Gece, karanlığıyla gündüzün üzerini sarıp sarmalamıştı. Biraz sonra yağmur yağacağından mı bilinmez, Midyat sokakları bomboştu. Bu kadim şehir; turistlerin uğrak yeriydi. Bu sebeple gürültü, patırtı eksik olmazdı. İnsanlar evlerine çekildiğinde şehir daha huzurlu oluyordu.

Şehrin en görkemli konağında ki sessizlik ise hayra alamet değildi. O konaktan bugün bir cenaze çıkmıştı. Karadağların gözbebeği Ferman Karadağ bugün toprağa verilmişti. Yirmi üç yaşında, gençliğinin baharındaydı Ferman. Ankara'da ki üniversitesini bitirmiş ve memleketine geri dönmüştü. Döneli sadece on yedi gün oluyordu. Ailesi'ne olan hasretini gideremeden Ahirete göçmüştü.

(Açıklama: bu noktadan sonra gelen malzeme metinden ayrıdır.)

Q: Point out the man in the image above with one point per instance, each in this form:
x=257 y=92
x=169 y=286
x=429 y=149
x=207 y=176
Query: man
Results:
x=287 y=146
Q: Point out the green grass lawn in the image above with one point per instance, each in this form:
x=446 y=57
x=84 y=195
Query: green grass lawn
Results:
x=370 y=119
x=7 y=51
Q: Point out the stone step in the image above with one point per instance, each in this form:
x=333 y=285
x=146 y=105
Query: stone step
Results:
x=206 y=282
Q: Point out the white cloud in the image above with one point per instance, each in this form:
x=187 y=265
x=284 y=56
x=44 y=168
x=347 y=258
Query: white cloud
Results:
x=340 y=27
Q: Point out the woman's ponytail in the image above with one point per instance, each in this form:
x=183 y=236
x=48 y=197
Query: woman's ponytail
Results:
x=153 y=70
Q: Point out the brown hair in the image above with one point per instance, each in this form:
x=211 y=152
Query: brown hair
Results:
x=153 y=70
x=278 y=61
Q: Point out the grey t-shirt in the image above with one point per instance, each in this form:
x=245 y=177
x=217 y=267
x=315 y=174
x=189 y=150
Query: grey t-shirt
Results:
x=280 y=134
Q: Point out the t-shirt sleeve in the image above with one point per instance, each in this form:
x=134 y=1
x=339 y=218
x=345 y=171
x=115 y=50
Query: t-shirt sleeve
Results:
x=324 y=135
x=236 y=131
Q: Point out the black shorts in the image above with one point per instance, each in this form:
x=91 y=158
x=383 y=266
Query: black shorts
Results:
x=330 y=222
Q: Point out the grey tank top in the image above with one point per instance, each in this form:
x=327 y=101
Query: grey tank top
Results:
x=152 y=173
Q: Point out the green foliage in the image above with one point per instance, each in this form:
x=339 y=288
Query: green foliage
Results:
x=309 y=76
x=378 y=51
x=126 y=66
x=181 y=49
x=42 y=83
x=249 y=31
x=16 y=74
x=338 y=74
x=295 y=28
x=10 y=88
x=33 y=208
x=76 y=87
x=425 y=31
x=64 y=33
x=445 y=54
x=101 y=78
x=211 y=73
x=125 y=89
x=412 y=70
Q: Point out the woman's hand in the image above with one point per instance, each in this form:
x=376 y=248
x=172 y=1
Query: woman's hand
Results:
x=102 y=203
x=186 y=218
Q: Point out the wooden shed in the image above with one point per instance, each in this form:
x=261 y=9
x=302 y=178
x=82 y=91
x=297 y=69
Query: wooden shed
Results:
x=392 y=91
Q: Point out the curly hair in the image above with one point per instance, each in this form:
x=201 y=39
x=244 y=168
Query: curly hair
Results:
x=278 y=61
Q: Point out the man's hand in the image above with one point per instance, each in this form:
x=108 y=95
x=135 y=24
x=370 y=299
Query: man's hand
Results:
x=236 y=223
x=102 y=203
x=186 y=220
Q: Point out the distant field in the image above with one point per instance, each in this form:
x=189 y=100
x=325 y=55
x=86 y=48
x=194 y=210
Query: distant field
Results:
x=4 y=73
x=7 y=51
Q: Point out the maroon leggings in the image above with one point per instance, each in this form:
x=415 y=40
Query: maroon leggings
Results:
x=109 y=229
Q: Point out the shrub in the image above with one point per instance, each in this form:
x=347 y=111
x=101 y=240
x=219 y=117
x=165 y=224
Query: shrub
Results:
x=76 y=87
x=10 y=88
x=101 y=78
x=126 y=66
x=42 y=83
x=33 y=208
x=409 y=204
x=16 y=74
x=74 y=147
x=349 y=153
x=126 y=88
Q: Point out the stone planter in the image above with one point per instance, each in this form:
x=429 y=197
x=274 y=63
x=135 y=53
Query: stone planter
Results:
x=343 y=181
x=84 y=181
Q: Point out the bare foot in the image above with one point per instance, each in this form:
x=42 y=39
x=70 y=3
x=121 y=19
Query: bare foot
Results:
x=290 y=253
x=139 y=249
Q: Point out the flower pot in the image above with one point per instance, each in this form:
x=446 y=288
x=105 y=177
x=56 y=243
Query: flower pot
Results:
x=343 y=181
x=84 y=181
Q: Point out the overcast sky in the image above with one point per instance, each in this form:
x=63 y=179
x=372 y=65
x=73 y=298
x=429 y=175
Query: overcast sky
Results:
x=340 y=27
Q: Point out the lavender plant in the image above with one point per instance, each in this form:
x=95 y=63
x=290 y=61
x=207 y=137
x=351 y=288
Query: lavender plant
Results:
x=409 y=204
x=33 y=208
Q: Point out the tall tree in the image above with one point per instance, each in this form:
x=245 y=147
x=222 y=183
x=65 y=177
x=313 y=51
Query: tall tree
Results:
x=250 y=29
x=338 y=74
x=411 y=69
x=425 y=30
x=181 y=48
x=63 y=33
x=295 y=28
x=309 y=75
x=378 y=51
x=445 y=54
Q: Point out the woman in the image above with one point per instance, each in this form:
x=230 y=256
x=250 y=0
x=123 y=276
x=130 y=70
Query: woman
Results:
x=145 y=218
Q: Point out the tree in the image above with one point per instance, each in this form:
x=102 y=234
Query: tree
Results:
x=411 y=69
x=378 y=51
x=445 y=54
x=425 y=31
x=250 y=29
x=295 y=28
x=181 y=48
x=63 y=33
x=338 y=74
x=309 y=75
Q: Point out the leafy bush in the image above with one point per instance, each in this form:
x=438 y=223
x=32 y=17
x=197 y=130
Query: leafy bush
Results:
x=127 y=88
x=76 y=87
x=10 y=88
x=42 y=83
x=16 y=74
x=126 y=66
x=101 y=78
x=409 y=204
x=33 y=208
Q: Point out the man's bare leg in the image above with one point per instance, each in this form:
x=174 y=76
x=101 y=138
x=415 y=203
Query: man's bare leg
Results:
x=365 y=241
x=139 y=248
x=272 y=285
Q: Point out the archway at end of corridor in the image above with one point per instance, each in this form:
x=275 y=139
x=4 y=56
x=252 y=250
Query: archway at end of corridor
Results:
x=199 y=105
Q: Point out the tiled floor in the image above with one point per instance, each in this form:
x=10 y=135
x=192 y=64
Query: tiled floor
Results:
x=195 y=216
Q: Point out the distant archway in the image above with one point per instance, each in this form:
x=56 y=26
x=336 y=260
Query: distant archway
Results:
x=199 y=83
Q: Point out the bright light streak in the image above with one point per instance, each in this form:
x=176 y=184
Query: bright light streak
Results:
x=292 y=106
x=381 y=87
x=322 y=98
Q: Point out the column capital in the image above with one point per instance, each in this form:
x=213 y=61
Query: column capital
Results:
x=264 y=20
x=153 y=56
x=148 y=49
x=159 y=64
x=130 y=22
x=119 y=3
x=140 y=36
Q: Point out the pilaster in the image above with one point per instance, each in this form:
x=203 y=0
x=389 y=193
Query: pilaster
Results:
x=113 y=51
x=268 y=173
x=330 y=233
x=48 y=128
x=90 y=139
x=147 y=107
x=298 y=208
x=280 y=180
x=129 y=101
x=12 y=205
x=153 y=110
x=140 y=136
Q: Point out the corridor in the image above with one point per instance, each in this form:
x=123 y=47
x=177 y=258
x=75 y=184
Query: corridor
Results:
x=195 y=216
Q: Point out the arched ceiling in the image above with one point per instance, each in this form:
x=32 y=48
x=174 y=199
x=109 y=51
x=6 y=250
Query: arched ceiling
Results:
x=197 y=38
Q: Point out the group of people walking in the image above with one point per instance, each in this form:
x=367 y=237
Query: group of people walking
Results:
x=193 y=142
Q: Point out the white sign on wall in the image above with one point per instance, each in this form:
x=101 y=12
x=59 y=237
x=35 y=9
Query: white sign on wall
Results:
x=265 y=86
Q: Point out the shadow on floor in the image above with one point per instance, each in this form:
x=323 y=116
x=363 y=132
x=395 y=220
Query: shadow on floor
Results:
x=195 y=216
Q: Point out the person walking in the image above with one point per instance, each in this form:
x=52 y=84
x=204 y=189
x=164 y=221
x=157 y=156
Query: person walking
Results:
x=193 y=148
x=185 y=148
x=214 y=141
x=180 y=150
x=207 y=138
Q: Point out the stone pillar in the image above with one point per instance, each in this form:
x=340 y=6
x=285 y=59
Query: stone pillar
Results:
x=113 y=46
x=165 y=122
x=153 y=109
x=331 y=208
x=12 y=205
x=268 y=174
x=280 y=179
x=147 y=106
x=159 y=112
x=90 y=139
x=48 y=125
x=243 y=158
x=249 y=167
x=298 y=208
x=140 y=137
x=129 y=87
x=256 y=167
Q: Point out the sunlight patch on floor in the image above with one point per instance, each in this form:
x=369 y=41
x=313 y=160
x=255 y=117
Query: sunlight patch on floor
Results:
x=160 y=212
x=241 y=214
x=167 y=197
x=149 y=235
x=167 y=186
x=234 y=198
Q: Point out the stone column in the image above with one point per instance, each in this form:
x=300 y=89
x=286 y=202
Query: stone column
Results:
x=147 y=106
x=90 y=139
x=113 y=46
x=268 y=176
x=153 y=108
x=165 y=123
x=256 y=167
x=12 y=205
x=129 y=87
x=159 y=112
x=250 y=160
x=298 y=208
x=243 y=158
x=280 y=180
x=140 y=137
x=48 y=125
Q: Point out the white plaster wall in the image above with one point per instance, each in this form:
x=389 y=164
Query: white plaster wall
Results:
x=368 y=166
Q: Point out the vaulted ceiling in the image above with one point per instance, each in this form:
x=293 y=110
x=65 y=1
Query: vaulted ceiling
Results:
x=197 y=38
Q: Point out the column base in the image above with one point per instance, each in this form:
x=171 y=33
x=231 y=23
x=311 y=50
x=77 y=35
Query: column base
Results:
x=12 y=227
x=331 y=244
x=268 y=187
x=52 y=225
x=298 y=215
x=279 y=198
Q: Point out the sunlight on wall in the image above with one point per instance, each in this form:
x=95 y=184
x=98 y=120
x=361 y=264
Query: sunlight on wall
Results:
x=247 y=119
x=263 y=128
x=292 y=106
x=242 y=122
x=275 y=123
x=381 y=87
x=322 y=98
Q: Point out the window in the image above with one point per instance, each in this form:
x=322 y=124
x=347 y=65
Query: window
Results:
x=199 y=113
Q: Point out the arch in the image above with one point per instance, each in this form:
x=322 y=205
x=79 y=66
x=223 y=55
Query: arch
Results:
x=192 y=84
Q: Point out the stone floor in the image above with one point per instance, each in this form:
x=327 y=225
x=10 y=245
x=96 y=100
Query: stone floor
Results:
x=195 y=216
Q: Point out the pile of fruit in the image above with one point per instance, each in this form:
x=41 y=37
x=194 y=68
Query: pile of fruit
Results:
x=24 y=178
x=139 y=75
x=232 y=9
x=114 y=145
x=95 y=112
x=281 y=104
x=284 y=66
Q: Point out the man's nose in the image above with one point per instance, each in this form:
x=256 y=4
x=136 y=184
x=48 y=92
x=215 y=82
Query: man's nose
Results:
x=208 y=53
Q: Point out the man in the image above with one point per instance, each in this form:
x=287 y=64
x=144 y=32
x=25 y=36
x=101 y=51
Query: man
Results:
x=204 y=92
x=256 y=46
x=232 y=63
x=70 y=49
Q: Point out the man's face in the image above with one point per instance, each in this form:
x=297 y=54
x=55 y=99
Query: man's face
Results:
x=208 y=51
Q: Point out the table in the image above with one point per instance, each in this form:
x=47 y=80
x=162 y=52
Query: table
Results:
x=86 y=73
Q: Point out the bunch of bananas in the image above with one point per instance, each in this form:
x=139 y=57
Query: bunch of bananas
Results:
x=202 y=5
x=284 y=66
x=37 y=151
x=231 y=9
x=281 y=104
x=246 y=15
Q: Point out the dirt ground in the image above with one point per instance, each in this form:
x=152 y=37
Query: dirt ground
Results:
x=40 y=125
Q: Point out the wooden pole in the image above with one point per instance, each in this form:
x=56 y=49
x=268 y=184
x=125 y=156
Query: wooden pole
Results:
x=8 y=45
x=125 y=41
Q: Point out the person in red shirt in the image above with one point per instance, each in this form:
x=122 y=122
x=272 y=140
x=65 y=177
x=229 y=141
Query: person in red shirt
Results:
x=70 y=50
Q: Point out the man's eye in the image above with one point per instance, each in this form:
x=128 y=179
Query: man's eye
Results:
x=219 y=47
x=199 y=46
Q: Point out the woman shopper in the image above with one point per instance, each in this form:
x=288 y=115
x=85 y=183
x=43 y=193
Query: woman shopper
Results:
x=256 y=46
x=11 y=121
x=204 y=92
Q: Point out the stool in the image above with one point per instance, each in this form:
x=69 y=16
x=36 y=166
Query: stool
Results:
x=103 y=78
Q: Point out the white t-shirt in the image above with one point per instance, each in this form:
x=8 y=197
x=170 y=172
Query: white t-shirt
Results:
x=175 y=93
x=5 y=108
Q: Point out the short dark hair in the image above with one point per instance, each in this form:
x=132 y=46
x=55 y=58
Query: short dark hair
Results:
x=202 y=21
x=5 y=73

Annesi Berçem Karadağ son göz ağrısı oğluna, tıpkı öldürülen eşi Hazar'a olduğu gibi bir ömür boyu hasret yaşayacaktı. Belki de bu hikayenin en masumu bu genç adamdı. Beklenmeyen ölüm ile birlikte konak halkı ebedi bir yasa bulanmıştı. Yıllardır süregelen kan davası bir canı daha hayattan koparmıştı.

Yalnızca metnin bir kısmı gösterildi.